Nowhere has that cost been thrown into sharper focus than in Northern Ireland where, as this newspaper exclusively revealed yesterday, some £42m is being taken away from good causes over the next four years to help fund the games. The cash cut will impact on community ventures, arts, sports and heritage projects - the very sectors most in need of funding.
The winning Olympic bid by London was sold as a golden opportunity for the whole UK to cash in. Indeed, some £53m has been "provisionally allocated" for the development of world class sporting facilities in Northern Ireland should it be used as a training camp for some international teams or even to stage some events.
If, and it is a big if, such developments do come to pass, then they will be a major boost to elite sports performers. However there will be understandable resentment from the community, arts and heritage sectors who will feel that they are effectively footing the bill.
Lottery funding is a lifeline to many good causes in Northern Ireland. As a society emerging from decades of conflict and under-investment there is a demand for more, not less, finance to help underpin the rebuilding of society at all levels. That demand is all the more urgent given that vital regeneration funding from Europe will be at a much lower level in the coming years.

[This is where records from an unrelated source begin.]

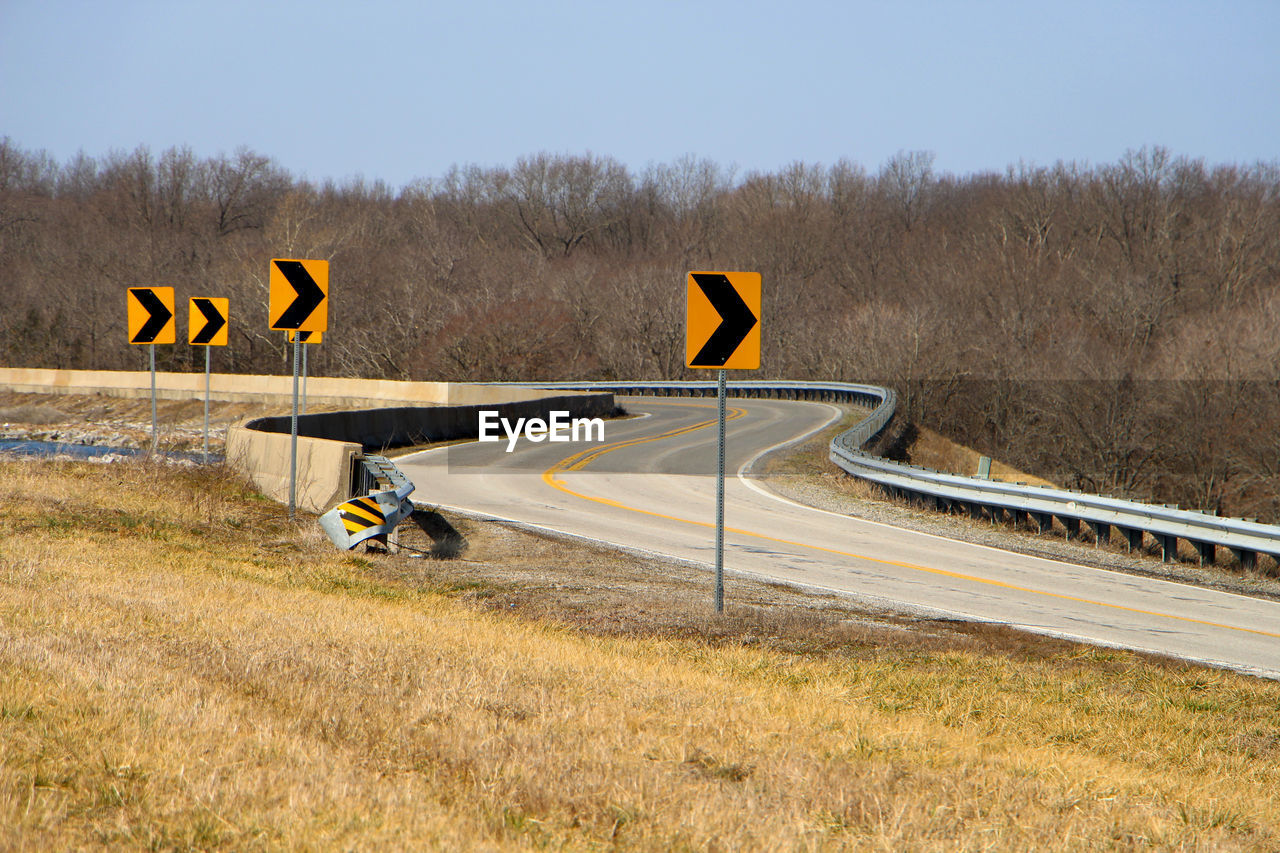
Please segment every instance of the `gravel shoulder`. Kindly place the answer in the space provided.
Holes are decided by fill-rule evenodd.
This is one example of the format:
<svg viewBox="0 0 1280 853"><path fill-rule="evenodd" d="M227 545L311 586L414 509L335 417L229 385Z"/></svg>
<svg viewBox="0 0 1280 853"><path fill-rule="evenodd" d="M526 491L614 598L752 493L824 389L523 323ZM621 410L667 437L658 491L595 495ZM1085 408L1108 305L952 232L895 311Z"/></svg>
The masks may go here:
<svg viewBox="0 0 1280 853"><path fill-rule="evenodd" d="M1238 566L1199 566L1192 562L1162 562L1152 552L1125 552L1116 546L1098 547L1091 539L1068 540L1061 534L1038 534L1010 525L975 521L969 516L945 515L883 497L874 487L827 460L832 428L803 444L776 452L756 465L763 484L776 494L828 512L918 530L932 535L1014 551L1046 560L1060 560L1097 569L1160 578L1243 596L1280 601L1280 579L1244 573Z"/></svg>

The Government can argue that Northern Ireland's good causes are not the only ones to suffer. The pain is being spread throughout the UK. However, £42m is a huge sum of money for a small, peripheral part of the UK to lose. With the cost of staging the Olympics being constantly revised, there is a fear that even more funding could be lost in the future.

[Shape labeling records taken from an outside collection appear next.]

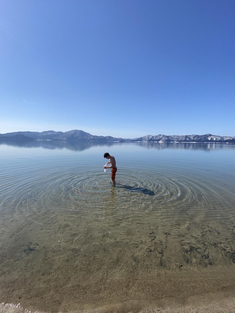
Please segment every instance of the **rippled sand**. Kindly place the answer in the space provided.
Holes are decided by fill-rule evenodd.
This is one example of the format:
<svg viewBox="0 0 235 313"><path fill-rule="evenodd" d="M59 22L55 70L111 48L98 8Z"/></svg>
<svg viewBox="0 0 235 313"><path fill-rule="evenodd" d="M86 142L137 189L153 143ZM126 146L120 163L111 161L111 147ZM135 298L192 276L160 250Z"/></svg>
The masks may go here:
<svg viewBox="0 0 235 313"><path fill-rule="evenodd" d="M115 187L96 164L8 170L0 300L55 312L234 312L233 172L153 162L118 164Z"/></svg>

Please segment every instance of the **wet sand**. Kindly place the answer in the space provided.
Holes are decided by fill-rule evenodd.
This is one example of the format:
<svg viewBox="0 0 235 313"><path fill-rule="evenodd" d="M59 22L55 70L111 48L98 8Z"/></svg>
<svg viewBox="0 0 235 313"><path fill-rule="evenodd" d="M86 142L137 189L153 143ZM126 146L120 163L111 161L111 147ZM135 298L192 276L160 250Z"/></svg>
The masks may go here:
<svg viewBox="0 0 235 313"><path fill-rule="evenodd" d="M133 218L107 228L110 211L95 222L49 214L2 223L1 302L42 312L234 311L232 221L181 225L175 236ZM20 311L11 308L1 310Z"/></svg>
<svg viewBox="0 0 235 313"><path fill-rule="evenodd" d="M115 188L102 147L6 152L0 311L235 312L233 150L148 146Z"/></svg>

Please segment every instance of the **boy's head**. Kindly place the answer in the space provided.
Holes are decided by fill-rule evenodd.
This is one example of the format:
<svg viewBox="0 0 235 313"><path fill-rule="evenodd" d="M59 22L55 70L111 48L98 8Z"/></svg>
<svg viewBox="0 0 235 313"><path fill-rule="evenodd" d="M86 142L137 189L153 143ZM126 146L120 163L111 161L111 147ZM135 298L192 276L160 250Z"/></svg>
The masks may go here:
<svg viewBox="0 0 235 313"><path fill-rule="evenodd" d="M108 153L107 152L106 152L104 155L104 157L106 159L109 159L109 156L110 156L109 153Z"/></svg>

There is no doubt that the Olympic Games is an astonishing spectacle and that the eyes of the world will be on London in 2012. However, it must be remembered that the Games only last for a few weeks. The main beneficiary of the Games will be London through investment in infrastructure and vast tourism revenue. Peripheral areas like Northern Ireland will see minimal gain.
The greatest legacy of the Games as far as the province is concerned will be lost income for sectors most in need. There will be no Olympic gold for those already suffering deprivation and exclusion. The Government should re-check its accounts to determine if Northern Ireland's contribution to the Olympic bill can be cut.